Just FYI, you get a lot better performance from the sytem with the higher FSB if you have two systems running at the same total speed. FSB is the FIRST thing you overclock, generally. Then once you hit your max, you start increasing your speed using the CPU multipliers (multiplier x FSB = total speed) and find the happiest speed with the highest FSB you can obtain.
Whoever told you faster memory would clock tighter if you just ran it lower wasn't giving the best advice. Yes, it WILL generally run tighter the slower you go, but you'd be better of paying for ram with a lower speed rating and tighter timings upfront than spending a similar amount for a higher-speed rated ram that's rated for slower timings, as there's no guarantee it will run tighter timings if you try and slow it down.

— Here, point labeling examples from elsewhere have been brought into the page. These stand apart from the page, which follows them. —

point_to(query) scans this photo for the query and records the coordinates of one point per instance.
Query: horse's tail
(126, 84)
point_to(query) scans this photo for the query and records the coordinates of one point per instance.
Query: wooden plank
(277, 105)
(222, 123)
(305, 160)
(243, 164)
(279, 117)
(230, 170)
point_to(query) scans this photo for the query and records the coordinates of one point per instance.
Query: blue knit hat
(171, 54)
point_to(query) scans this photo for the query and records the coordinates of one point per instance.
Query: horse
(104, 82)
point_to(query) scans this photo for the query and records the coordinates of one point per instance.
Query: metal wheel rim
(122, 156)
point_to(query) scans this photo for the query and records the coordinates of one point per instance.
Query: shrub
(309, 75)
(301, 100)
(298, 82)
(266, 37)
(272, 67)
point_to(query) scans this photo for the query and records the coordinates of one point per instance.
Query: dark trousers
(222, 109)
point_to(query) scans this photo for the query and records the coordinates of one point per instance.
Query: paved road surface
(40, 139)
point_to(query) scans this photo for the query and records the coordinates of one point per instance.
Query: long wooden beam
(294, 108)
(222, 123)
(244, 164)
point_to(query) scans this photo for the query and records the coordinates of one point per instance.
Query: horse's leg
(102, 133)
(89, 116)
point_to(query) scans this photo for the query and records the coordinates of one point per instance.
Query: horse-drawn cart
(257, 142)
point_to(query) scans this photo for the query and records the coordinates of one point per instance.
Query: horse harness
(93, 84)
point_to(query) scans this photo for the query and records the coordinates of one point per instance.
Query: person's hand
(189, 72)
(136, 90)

Look at some G.Skills (newer ones with the Winbond chips on them ... don't remember which line they are; sure someone else here could probably remember off the top of their head), OCZ VX or VX Value, or the Twinmos in the PC3200 range. Or wait a week or so and give the new Mushkin Reds a try (Diane at Mushkin said she expected them out in about a week).
They all have some headroom to go higher than 200Mhz when you start overclocking, and all of them have pretty tight timings already at PC3200 speeds, which you can tighten even more when you give it voltage, especially with the OCZ VX and the Mushkin Reds (though unless you like to be a person to test stuff out first, I'd hold off on the Mushkin for a bit until others test 'em out).
Love to see a link to a "0" timing, because I've never seen that in my life. Seems mathematically impossible, but I'm not one to knock something till I've seen it. Getting 1.5-2-2 is about the best you'll ever hope for, but on an Athlon XP system, expect 2-2-2 to be a realistically obtainable "best" goal with the right ram.